Former officials told the Times that “Introductory emails” from Russian government addresses to Hicks “Alarmed” US intelligence and law enforcement agencies.
The New York Times noted in its Friday report that t is no evidence of wrongdoing by Hicks, who is now the White House communications director.
Hicks met with senior FBI counterintelligence agents at least twice after Trump took office, according to The New York Times report.
In the briefings, which took place in the White House Situation Room, according to the Times, the agents told Hicks who had attempted to connect with her and noted that they were “Not who they claimed to be.”

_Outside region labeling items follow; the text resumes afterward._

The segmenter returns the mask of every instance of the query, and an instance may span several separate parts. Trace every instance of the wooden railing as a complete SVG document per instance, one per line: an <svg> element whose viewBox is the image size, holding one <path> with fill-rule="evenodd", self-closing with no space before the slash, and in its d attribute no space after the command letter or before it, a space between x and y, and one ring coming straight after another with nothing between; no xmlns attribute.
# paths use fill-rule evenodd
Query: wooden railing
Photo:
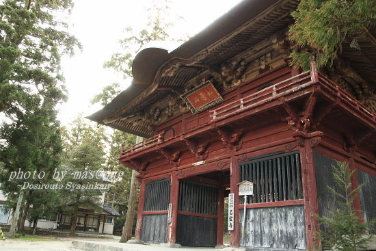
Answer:
<svg viewBox="0 0 376 251"><path fill-rule="evenodd" d="M144 140L139 143L122 149L120 151L120 157L126 155L129 153L137 151L141 149L144 149L151 146L154 146L157 143L162 142L162 133L157 134L148 140Z"/></svg>
<svg viewBox="0 0 376 251"><path fill-rule="evenodd" d="M259 106L278 98L286 93L306 87L312 83L310 72L305 72L265 88L250 95L209 111L211 122L224 118L237 112Z"/></svg>
<svg viewBox="0 0 376 251"><path fill-rule="evenodd" d="M340 88L333 81L328 79L321 73L319 73L319 81L321 83L321 88L335 93L337 98L347 106L358 110L360 113L373 120L376 120L375 114L372 112L366 106L359 102L354 97L350 96L347 92Z"/></svg>
<svg viewBox="0 0 376 251"><path fill-rule="evenodd" d="M338 98L341 103L347 105L347 107L365 115L366 117L371 118L373 122L376 120L374 113L355 98L340 88L333 81L317 72L314 63L312 63L311 71L299 74L250 95L244 96L239 100L209 111L209 122L214 122L228 118L317 83L320 85L323 90L331 93L336 96L336 98ZM194 130L195 129L193 129L189 131ZM157 134L142 142L136 144L125 149L122 149L120 157L131 153L144 150L146 148L160 144L163 141L163 133Z"/></svg>

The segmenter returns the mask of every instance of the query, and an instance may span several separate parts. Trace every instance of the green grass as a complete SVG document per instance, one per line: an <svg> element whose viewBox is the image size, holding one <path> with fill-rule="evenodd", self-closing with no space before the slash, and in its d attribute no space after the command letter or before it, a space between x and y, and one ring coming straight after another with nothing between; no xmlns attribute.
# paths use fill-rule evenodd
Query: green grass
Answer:
<svg viewBox="0 0 376 251"><path fill-rule="evenodd" d="M8 239L9 233L8 232L3 232L4 236L5 237L5 239ZM57 241L55 239L47 239L47 238L36 238L36 237L31 237L27 236L22 236L21 233L16 233L16 239L22 239L24 241Z"/></svg>

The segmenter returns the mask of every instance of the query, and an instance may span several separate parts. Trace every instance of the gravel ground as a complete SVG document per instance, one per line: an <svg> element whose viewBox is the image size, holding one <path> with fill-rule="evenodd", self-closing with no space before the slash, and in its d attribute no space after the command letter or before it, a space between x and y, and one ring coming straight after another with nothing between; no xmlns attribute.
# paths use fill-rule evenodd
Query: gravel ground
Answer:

Hicks also reportedly shared with White House counsel Don McGahn that she had met with the FBI, according to the Times.
Both Hicks’ lawyer and the FBI declined to comment to The New York Times.
The Times reported that Hicks was interviewed by investigators on special counsel Robert Mueller’s team on Thursday and Friday of this week – but it is not known whether the attempted contacts by Russians were discussed.
Trump campaign foreign policy adviser George Papadopoulos pleaded guilty for making a false statement to the FBI over contacts with officials connected to the Russian government.
Trump’s former campaign chairman Paul Manafort and his deputy Rick Gates were indicted in October on charges unrelated to their work on the campaign, but pleaded not guilty.